I numeri parlano chiaro: Leclerc ha firmato 27 pole position, ma solo otto vittorie. Ancora più significativo il fatto che appena cinque di queste siano arrivate partendo dalla prima casella. In altre parole, ben 22 pole non si sono trasformate in successi. Un dato che i detrattori del ferrarista utilizzano spesso per metterne in dubbio le qualità da uomo gara.
Brown: “Una statistica che non lo penalizza”
A difendere Leclerc è arrivata una voce autorevole del paddock, quella rivale di Zak Brown. L’amministratore delegato della McLaren ha voluto ribaltare la prospettiva su quella che molti vedono come una lacuna. Intervistato da Racer.com, il manager americano ha affrontato il tema nell’ambito di un discorso più ampio sulle critiche rivolte in passato a Lando Norris.

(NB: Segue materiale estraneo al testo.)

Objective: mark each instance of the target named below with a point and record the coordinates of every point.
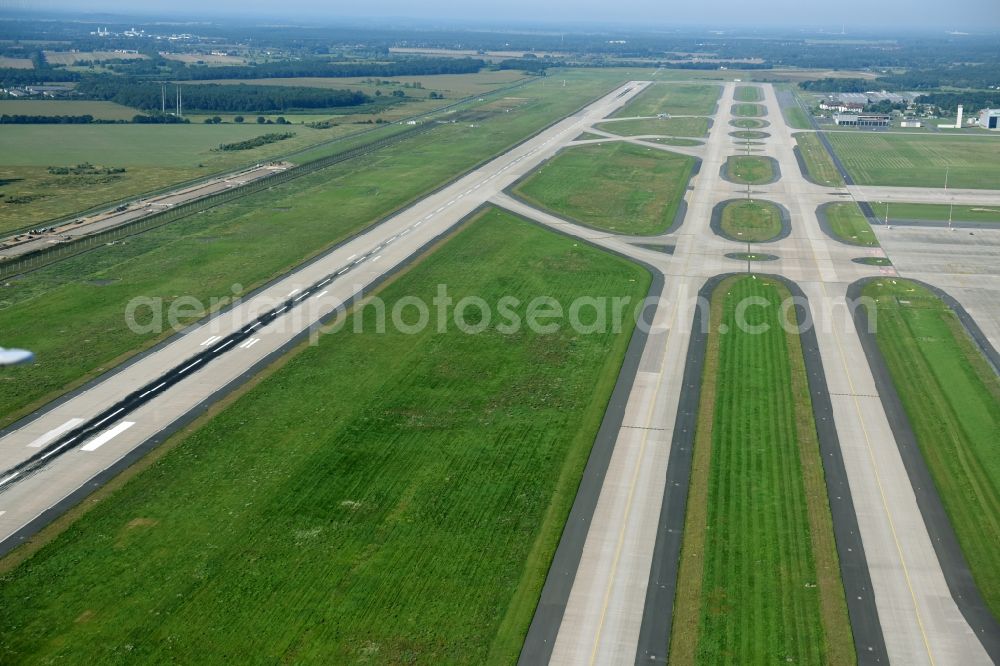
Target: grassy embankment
(755, 221)
(619, 187)
(759, 580)
(689, 127)
(952, 398)
(382, 498)
(675, 99)
(749, 169)
(248, 242)
(919, 160)
(849, 224)
(818, 163)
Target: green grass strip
(759, 580)
(382, 498)
(952, 398)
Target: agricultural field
(952, 398)
(941, 212)
(749, 169)
(73, 57)
(753, 221)
(696, 127)
(58, 107)
(248, 241)
(451, 86)
(675, 99)
(919, 160)
(849, 224)
(615, 186)
(759, 578)
(16, 63)
(428, 497)
(819, 165)
(750, 135)
(749, 123)
(153, 156)
(749, 110)
(748, 94)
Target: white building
(989, 119)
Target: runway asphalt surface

“C’è stato un periodo in cui la narrativa diceva che Lando non fosse in grado di vincere partendo dalla pole. Oggi ha dimostrato il contrario, portando a casa quattro successi nelle ultime cinque occasioni in cui è scattato davanti a tutti”, ha spiegato Brown. Da qui il parallelo con Leclerc: “C’è una statistica simile anche su Charles, di cui sono un grande fan: si dice che non abbia vinto abbastanza gare dalla pole. Io non penso che sia un suo difetto”.

Il valore sul giro secco
Secondo Brown, la difficoltà di Leclerc a convertire le pole non va letta come un limite, bensì come la prova della sua capacità di andare oltre le potenzialità della macchina. “Credo che questo dimostri quanto sia straordinario in qualifica, perché spesso riesce a portare davanti una monoposto che non ha il passo gara migliore. Non voglio assolutamente sminuirlo: penso che abbia un talento enorme”, ha sottolineato.
Il peso delle narrazioni
Il manager statunitense ha poi puntato il dito contro una certa tendenza dei media a costruire narrazioni semplicistiche attorno ai piloti. “A volte si crea una storia che prende piede, ma quando i fatti la smentiscono, difficilmente si legge una rettifica pubblica. E questo è ingiusto nei confronti dei piloti”, ha concluso Brown.

Così, in un paddock spesso pronto a esaltare o a criticare in modo netto, Leclerc trova un sostenitore d’eccezione. Un segnale che, al di là delle statistiche, il suo talento resta riconosciuto e apprezzato anche da chi oggi domina la Formula 1.